A certain weioght of pure `CaCO_(3)` is made to react completely with 200mL of a HCl solution to given 227mL of `CO_(2)` gas at STP. The notmality of the HCl` solution is :

To find the normality of the HCl solution that reacted with calcium carbonate (CaCO₃) to produce carbon dioxide (CO₂), we can follow these steps: ### Step 1: Write the balanced chemical equation The reaction between calcium carbonate and hydrochloric acid can be represented as: \[ \text{CaCO}_3 + 2 \text{HCl} \rightarrow \text{CaCl}_2 + \text{H}_2\text{O} + \text{CO}_2 \] ### Step 2: Calculate the moles of CO₂ produced At STP (Standard Temperature and Pressure), 1 mole of gas occupies 22.4 liters (or 22400 mL). Given that 227 mL of CO₂ was produced, we can calculate the moles of CO₂: \[ \text{Moles of CO}_2 = \frac{\text{Volume of CO}_2 \text{ (in mL)}}{22400 \text{ mL/mol}} = \frac{227}{22400} \approx 0.0101 \text{ moles} \] ### Step 3: Determine the moles of HCl required From the balanced equation, we see that 1 mole of CO₂ is produced from 2 moles of HCl. Therefore, the moles of HCl required can be calculated as: \[ \text{Moles of HCl} = 2 \times \text{Moles of CO}_2 = 2 \times 0.0101 \approx 0.0202 \text{ moles} \] ### Step 4: Calculate the normality of the HCl solution Normality (N) is defined as the number of equivalents of solute per liter of solution. For HCl, which is a monoprotic acid (it donates one proton), the number of equivalents is equal to the number of moles.

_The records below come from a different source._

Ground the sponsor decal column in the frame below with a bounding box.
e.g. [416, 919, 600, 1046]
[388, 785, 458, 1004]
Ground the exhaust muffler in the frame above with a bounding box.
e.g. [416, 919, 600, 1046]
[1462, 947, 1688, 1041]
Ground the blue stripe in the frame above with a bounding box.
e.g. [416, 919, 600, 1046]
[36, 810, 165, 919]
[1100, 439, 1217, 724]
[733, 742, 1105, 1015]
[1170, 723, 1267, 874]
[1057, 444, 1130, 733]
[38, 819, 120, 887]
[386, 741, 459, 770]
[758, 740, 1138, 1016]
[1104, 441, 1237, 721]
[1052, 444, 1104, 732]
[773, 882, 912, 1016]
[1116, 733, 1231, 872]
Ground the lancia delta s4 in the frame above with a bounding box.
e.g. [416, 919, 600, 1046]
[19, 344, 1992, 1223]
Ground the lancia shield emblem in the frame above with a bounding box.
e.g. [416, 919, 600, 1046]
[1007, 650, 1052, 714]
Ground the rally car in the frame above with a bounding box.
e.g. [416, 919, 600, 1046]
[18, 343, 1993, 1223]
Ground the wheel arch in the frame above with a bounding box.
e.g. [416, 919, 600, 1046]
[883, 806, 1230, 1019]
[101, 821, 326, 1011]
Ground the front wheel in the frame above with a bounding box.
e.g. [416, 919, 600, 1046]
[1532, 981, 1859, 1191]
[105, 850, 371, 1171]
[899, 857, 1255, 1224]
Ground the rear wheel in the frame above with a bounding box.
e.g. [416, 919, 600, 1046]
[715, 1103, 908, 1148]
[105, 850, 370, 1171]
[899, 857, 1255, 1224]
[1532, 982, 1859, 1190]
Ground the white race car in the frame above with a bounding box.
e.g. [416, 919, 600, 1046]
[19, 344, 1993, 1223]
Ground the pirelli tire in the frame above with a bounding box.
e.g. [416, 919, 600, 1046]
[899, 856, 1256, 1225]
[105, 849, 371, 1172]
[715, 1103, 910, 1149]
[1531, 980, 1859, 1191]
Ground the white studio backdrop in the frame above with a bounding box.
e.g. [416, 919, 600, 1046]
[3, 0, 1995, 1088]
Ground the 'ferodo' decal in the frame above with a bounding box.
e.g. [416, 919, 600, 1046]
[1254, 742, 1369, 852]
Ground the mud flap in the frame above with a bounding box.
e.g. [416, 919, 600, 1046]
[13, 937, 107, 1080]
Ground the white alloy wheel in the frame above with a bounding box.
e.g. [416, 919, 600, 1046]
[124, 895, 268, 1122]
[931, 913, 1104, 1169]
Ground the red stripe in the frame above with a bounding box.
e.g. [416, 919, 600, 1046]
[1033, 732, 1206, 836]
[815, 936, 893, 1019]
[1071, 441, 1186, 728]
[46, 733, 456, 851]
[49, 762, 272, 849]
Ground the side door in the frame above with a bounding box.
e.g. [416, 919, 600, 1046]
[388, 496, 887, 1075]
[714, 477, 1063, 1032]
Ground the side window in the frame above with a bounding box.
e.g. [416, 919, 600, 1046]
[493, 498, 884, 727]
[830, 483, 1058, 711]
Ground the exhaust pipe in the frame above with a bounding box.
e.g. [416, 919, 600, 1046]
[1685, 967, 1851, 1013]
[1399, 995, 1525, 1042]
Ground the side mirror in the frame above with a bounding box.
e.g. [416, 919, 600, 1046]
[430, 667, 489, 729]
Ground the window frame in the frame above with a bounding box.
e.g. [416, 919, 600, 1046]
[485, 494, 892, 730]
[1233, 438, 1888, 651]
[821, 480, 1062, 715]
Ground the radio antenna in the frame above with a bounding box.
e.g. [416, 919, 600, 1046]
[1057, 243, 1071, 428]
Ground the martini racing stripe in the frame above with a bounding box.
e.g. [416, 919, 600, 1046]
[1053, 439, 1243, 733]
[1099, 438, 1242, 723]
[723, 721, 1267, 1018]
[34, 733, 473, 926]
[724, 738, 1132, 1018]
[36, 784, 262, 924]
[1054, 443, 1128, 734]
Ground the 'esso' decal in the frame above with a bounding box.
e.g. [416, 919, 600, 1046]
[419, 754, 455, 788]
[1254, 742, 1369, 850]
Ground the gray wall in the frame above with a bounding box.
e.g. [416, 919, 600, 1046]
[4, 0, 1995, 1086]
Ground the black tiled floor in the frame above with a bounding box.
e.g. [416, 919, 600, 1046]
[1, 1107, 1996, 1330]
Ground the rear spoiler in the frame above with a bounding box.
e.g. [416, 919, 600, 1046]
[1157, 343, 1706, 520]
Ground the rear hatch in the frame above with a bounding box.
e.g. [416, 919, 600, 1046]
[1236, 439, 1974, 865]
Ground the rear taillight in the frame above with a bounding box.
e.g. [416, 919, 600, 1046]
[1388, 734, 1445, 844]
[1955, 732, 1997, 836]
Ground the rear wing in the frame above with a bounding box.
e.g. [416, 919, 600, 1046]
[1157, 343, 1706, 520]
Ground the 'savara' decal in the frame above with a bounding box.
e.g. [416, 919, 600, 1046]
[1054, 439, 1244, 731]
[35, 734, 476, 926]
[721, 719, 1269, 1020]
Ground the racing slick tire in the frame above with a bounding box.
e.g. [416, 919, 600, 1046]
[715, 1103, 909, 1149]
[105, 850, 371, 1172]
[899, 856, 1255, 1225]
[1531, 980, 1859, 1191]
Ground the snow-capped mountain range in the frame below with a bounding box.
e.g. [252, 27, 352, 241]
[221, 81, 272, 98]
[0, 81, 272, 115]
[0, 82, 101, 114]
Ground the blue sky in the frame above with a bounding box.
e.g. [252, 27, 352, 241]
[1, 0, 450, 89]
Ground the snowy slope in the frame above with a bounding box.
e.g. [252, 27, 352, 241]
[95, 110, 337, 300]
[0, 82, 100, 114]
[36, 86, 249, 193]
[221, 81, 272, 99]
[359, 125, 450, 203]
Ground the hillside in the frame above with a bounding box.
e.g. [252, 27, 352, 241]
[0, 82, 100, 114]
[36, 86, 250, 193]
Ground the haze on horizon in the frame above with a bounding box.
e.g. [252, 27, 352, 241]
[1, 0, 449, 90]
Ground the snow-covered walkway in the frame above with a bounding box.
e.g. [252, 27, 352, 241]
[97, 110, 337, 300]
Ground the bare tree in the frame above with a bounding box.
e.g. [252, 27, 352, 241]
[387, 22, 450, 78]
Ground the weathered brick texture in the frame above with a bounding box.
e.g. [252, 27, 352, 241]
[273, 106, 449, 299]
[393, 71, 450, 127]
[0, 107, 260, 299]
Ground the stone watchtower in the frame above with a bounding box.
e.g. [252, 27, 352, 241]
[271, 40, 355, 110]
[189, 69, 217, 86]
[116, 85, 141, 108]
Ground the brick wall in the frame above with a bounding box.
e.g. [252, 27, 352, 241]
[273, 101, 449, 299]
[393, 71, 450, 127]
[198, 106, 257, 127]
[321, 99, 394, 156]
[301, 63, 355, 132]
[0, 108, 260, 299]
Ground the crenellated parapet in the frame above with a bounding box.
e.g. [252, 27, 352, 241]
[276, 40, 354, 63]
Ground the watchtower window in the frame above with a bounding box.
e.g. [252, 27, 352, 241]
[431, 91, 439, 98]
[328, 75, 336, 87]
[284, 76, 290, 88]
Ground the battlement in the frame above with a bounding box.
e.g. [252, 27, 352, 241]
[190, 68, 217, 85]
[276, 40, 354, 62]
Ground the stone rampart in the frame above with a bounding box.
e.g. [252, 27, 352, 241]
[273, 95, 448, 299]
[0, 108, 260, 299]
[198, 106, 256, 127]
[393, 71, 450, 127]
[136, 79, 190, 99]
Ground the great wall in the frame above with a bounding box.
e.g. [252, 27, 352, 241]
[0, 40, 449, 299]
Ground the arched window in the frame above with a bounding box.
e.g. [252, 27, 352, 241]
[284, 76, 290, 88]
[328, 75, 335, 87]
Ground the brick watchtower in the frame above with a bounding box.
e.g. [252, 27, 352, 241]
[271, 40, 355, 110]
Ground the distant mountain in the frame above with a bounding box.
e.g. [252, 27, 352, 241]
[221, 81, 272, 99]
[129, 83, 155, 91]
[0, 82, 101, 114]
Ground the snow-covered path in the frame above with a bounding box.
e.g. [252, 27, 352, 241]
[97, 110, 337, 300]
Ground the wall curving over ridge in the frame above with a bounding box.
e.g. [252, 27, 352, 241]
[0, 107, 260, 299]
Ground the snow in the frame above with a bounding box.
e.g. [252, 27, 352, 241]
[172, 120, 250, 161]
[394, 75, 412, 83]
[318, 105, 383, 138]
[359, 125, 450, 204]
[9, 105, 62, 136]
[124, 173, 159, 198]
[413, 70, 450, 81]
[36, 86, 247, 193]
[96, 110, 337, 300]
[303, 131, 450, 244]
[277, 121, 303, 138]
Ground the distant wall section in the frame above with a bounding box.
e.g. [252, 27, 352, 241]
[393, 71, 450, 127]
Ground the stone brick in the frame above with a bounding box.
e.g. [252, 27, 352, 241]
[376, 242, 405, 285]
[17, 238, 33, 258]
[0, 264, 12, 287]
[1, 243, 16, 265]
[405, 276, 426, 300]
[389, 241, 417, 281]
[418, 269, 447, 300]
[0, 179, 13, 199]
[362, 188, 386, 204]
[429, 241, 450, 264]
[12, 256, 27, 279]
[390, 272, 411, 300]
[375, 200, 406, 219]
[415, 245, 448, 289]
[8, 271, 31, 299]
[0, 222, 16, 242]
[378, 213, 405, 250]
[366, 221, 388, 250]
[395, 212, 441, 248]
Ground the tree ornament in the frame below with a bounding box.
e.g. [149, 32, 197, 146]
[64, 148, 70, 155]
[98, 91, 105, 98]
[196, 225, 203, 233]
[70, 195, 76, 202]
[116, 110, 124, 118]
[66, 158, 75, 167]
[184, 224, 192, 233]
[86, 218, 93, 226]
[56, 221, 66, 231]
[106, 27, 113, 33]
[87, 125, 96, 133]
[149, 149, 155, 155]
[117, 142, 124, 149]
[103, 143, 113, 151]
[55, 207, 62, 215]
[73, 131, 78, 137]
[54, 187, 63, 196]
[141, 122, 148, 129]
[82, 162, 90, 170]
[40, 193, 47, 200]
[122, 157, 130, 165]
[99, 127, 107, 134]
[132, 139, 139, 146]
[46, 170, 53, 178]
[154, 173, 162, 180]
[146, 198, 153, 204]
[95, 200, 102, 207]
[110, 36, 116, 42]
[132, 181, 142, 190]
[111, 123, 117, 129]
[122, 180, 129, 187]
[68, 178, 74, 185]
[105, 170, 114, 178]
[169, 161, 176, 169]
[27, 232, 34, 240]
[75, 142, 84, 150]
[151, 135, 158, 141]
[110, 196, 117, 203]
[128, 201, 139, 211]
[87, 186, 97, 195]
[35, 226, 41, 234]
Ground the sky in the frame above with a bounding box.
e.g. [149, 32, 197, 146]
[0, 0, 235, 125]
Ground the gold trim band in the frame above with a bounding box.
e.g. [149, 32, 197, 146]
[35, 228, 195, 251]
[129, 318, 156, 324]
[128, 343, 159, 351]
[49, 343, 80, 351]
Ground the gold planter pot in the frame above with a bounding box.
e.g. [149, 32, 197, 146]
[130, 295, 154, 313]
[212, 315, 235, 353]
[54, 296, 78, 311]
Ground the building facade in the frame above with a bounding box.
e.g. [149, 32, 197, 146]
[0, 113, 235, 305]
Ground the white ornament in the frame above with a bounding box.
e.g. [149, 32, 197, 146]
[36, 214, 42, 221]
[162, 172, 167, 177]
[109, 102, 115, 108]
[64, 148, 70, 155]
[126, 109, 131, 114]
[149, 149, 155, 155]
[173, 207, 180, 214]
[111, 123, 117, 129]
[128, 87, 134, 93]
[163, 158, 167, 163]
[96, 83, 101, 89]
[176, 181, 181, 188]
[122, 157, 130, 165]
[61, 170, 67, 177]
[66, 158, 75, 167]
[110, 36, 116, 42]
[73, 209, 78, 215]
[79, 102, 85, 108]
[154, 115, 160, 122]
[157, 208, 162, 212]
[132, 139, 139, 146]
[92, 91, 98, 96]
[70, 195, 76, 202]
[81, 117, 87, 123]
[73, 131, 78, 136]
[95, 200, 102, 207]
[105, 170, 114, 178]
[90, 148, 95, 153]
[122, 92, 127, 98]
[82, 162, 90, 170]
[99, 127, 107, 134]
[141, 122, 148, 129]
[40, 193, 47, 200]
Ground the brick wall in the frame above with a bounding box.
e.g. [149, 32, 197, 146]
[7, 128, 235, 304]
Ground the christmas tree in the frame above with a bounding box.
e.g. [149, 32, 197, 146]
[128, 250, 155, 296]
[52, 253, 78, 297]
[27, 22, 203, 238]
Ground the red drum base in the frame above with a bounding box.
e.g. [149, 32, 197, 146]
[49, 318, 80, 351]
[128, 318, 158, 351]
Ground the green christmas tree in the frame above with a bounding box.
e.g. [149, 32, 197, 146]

The volume of the HCl solution used is 200 mL, which is equivalent to 0.200 L. Thus, the normality can be calculated as: \[ \text{Normality} = \frac{\text{Number of equivalents}}{\text{Volume of solution in L}} = \frac{0.0202 \text{ moles}}{0.200 \text{ L}} = 0.101 \text{ N} \approx 0.1 \text{ N} \] ### Final Answer The normality of the HCl solution is approximately **0.1 N**. ---